Infrastructure layout:

Site A:

EMC CX4-480 connected to two MDS 9509

Both 9509's are connected up to a single Nexus 5548 (each 9509 trunks their respective VSAN's to the 5548)

Between sites:

The Nexus 5548 in Site A connects via FCoE to a 5548 in Site B (10 Gb). The sites are separated by approximately 80-100 meters, if I had to guess.

Site B:

The 5548 for site to site connectivity, links up to another two 5548's, acting as MDS device (FC only). Both of these 5548's connect up to a new EMC VNX7600.

The issue:

Experiencing poor performance (and timeouts) when trying to transfer data from Site A to Site B.

I seem to have no issues with zoning, as I'm able to see the presented/masked LUNs from site to site from initiators on either side. My problem always occurs when the initiator is on the "Site A" side, attempting to transfer data to Site B. If I use an initiator on the Site B side to access storage from Site A, I have NO issues.

Example:

If I use EMC's "SAN Copy" in a "Pull" method (using the VNX as the initiator and the CX4 as the target), I can transfer data at the expected speeds. A 200 GB LUN transferred in about 30 minutes.

If I used SAN Copy in "Push" mode (using CX4 as the initator and the VNX as the target), my tranfers peek at 5 Mbps and average between 1-2 Mbps. The same 200 GB LUN took nearly 4 hours to transfer.

Can anyone make sense of why there is such a great difference in performance/bandwidth when the initiators/targets are flipped? I'm a bit of a beginner on the FC and FCoE side, so I'm unsure of what to look at first.

Thanks very much for any assistance.

frank.parry · ‎02-03-2014

I should also mention that all connections are FC, aside from the links between buildings which is FCoE.

The problem is also not specific to SAN Copy (I just used it as an example).

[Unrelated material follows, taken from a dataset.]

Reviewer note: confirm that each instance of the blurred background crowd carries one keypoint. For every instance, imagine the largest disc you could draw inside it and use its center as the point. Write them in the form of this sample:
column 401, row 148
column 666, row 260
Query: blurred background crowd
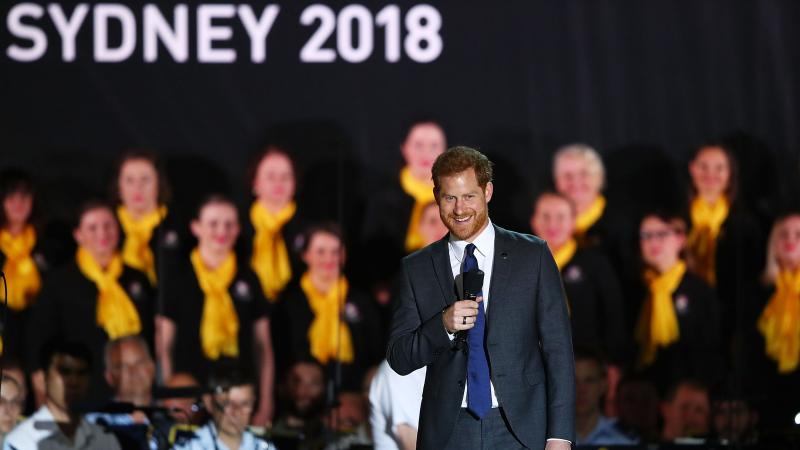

We experience the same type of delays/timeouts when trying to create or mount a datastore (VMware), if the host sits in Site A and is using the VNX in Site B. If a host is in Site B and tries to connect back to datastores from Site A, there is no issue accessing storage.

Walter Dey · ‎02-06-2014

This is indeed a strange design, not following best fibrechannel best practise of 2 separate fabrics a and b.

why not connecting MDS site A to N5K site B (fabric a) and same for fabric b. I would anyway not do FCoE, but FC end to end.

your 2 N5k for site interconnectivity are single point of failures, and could in fact also become a bootleneck.

I would check BB credit counter on the trunk links.